俺が認識したと同時に、そいつは真っ赤な髪と同じように顔を赤くして俺を指をさしてきた。

瞬間、俺の頭の中である記憶が蘇る。


《見て!このシーン!この赤髪の男の子、すっごく女嫌いで最初に学園で出会ったルナにも冷たく当たるんだけど実は─…》


記憶の中の妹の声にハッとして目の前の男を見る。顔を真っ赤にさせた赤髪の男が俺を指さして喚いている。

これは、妹が見せてきたスチルそのものの光景だ。


つまりこいつは、攻略対象の一人!


(……ということは、やっぱりここは乙女ゲームの世界なのか…?)


「えっと…」


しかしどう応えて良いかも分からずに、こういう時は笑って誤魔化せとばかりに曖昧な笑顔で返す。

まさかこんなにも早く攻略対象とエンカウントするとは思わなかった。


「ここは男子校のハズだろ!」

「今年から共学になったんだ」

「っそんなの聞いてねぇぞ!」


彼が大声をあげる度に他の登校途中の生徒からジロジロと見られるので、正直静かにして欲しい。

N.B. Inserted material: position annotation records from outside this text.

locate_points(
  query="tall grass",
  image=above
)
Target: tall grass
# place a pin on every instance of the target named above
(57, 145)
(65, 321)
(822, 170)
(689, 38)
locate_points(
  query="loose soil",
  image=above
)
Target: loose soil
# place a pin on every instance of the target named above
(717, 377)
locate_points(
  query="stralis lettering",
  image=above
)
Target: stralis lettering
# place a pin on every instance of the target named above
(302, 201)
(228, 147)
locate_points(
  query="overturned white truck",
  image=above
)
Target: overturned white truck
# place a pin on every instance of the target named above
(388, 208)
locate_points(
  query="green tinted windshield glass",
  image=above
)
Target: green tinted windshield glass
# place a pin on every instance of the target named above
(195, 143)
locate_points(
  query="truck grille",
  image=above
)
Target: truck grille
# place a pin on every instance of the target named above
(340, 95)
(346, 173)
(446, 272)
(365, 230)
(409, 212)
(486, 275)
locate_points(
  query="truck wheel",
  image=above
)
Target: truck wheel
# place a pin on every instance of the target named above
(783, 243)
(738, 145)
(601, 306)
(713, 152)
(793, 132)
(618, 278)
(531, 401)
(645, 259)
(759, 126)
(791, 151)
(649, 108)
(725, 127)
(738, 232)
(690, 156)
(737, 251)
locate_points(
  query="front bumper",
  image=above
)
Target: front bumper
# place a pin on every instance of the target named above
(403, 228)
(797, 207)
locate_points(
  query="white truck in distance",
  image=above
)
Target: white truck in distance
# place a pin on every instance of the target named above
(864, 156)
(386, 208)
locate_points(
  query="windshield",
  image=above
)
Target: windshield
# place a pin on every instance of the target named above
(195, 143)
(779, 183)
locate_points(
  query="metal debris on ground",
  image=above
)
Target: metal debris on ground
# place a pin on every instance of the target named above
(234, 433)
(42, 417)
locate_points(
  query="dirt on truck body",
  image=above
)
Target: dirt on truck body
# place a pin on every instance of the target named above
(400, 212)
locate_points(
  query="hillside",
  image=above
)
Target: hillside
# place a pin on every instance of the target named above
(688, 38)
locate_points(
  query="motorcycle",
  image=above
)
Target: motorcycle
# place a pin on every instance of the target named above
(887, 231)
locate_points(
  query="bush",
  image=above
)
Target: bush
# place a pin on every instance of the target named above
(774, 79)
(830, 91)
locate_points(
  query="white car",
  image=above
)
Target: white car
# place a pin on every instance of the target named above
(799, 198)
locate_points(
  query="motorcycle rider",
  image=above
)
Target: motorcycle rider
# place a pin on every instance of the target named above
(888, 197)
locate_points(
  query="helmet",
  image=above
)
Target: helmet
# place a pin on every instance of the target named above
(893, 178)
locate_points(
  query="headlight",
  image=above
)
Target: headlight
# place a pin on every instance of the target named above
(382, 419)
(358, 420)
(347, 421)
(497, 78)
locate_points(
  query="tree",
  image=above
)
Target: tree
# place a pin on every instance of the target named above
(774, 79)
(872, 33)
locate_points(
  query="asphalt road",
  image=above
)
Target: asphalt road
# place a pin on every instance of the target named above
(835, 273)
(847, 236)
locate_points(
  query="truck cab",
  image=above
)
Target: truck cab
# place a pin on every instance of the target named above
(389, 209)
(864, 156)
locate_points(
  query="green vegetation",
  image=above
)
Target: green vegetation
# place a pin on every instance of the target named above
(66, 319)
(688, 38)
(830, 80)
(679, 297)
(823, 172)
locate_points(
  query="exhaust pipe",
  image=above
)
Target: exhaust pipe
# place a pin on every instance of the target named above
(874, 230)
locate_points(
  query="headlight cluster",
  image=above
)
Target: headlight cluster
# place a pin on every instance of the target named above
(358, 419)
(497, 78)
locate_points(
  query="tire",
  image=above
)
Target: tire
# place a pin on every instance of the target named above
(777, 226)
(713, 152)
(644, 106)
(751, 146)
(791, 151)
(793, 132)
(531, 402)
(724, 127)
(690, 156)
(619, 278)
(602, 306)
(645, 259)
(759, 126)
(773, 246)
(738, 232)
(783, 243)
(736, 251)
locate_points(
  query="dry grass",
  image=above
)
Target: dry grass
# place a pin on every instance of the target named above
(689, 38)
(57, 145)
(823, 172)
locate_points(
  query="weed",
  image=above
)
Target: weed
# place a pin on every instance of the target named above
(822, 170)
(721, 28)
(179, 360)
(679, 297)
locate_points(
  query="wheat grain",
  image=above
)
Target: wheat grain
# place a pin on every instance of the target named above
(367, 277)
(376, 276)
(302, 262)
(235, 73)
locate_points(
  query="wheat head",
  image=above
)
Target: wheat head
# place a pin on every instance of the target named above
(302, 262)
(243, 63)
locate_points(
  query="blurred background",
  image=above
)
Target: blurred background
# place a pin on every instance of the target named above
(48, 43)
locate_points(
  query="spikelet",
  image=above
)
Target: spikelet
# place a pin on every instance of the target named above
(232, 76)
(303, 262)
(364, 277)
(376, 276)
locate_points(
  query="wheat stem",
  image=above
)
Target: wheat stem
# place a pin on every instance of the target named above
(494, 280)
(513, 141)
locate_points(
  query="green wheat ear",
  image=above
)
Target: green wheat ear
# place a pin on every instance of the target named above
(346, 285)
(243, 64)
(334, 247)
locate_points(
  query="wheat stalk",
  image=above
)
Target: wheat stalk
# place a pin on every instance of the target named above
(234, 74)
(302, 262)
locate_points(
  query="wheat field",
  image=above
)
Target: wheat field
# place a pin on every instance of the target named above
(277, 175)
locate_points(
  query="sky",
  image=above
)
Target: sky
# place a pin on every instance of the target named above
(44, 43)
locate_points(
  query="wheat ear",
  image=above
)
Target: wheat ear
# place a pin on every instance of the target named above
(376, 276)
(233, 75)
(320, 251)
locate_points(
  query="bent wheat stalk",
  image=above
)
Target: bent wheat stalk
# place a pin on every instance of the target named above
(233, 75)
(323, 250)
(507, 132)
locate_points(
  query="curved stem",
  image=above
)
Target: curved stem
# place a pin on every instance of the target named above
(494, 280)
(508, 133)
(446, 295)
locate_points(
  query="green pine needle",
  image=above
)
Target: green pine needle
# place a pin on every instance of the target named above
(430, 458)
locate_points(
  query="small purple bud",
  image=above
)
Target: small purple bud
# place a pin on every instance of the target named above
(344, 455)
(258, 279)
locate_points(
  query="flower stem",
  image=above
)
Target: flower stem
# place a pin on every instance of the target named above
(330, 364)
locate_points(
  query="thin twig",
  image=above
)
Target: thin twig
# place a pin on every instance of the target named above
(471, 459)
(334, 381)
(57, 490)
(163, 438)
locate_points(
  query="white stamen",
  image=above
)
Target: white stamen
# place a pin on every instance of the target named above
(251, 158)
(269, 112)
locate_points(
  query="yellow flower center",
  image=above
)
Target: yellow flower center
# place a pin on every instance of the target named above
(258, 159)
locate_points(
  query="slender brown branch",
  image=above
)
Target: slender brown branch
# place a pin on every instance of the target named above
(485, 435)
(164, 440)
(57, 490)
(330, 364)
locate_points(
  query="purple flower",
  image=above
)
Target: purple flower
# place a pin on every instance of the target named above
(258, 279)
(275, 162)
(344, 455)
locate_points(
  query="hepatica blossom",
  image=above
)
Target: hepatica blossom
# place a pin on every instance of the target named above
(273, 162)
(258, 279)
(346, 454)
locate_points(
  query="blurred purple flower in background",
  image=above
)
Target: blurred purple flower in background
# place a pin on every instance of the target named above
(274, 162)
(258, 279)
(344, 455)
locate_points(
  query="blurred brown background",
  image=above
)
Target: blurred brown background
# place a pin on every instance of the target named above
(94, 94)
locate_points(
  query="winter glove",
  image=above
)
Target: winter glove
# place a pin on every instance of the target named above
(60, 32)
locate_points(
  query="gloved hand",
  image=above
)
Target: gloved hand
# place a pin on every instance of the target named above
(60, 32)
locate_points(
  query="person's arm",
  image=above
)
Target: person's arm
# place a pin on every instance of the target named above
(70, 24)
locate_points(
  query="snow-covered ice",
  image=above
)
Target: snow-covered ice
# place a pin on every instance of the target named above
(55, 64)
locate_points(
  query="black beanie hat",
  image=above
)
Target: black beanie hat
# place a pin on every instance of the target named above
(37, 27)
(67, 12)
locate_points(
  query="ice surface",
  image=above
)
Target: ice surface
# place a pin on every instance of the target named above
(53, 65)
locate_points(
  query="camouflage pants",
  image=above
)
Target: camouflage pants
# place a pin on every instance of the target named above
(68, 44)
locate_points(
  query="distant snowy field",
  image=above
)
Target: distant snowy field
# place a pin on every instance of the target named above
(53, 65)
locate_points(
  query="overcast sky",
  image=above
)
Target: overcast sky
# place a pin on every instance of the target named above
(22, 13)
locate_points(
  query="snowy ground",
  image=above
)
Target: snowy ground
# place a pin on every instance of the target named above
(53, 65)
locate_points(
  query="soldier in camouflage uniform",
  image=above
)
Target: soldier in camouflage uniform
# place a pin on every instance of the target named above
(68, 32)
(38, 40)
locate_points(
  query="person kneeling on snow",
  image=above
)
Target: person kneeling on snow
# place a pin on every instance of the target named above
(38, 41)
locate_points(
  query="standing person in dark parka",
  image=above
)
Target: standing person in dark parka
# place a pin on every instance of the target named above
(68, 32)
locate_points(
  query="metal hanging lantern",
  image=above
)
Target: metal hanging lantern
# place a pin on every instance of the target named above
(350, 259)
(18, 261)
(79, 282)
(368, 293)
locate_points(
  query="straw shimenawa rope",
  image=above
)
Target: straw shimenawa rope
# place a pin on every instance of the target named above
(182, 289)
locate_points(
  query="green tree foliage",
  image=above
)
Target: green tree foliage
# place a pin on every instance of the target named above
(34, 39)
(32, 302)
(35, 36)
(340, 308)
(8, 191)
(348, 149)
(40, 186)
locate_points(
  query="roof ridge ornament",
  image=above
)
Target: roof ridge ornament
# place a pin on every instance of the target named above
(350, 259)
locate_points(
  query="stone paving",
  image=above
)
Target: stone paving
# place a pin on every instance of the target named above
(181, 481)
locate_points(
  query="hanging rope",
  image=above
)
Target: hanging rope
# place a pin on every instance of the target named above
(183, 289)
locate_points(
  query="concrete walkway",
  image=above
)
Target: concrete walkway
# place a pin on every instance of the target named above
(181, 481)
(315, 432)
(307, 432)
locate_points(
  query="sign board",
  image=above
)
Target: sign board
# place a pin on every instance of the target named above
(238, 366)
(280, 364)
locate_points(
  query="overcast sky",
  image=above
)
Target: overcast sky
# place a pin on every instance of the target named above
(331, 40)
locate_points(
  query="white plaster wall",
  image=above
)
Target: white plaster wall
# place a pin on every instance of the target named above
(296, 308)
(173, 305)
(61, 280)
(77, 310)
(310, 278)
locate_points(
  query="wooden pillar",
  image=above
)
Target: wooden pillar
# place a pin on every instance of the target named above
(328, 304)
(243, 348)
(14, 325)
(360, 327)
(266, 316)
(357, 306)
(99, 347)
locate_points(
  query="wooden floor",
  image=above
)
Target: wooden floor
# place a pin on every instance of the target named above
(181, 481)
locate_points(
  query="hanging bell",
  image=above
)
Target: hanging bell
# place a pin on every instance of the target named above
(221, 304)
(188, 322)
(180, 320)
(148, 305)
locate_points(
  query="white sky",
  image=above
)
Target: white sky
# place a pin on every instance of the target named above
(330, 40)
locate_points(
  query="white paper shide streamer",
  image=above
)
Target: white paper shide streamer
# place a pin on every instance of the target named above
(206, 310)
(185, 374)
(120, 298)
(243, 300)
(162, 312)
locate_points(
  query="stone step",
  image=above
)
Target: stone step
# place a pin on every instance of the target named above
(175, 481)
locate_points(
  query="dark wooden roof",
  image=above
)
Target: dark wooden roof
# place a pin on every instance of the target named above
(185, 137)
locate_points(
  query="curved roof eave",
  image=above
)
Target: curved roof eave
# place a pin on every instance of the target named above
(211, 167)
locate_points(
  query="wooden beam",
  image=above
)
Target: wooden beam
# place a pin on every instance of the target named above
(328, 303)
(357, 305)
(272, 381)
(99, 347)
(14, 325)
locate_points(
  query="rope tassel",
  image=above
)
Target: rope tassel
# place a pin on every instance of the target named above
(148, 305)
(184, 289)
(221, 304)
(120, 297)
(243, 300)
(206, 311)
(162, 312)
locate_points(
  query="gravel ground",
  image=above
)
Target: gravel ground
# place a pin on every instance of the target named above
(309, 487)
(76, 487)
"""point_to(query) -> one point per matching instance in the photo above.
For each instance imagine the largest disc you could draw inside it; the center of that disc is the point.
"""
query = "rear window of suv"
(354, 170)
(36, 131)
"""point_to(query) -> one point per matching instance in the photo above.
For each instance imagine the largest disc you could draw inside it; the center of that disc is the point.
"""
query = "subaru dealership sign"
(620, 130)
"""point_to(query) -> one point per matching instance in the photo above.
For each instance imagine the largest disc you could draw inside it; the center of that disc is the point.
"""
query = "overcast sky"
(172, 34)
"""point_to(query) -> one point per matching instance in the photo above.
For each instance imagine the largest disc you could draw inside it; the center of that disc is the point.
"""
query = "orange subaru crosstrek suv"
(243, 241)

「え?女?」「は?マジで?」とかいう声も聞こえてきて、静かに目立たずにやっていこうと思っていたのに、早々にこれは無理だなと、悟った。


「あぁくそ!とにかくお前!今後一切俺の前に姿を現すなよ!」

「は?え、ちょっ!」


伸ばした手は結局何も掴むことは出来なかった。


「言いたい放題かよクソヤロォ」


主人公はこんな最悪の出会いをしているにもかからずこいつと関わって落とそうとするのか…。メンタル強いな。


そんな現実逃避をしながら、俺は注目の中、体育館への道を歩き始めた。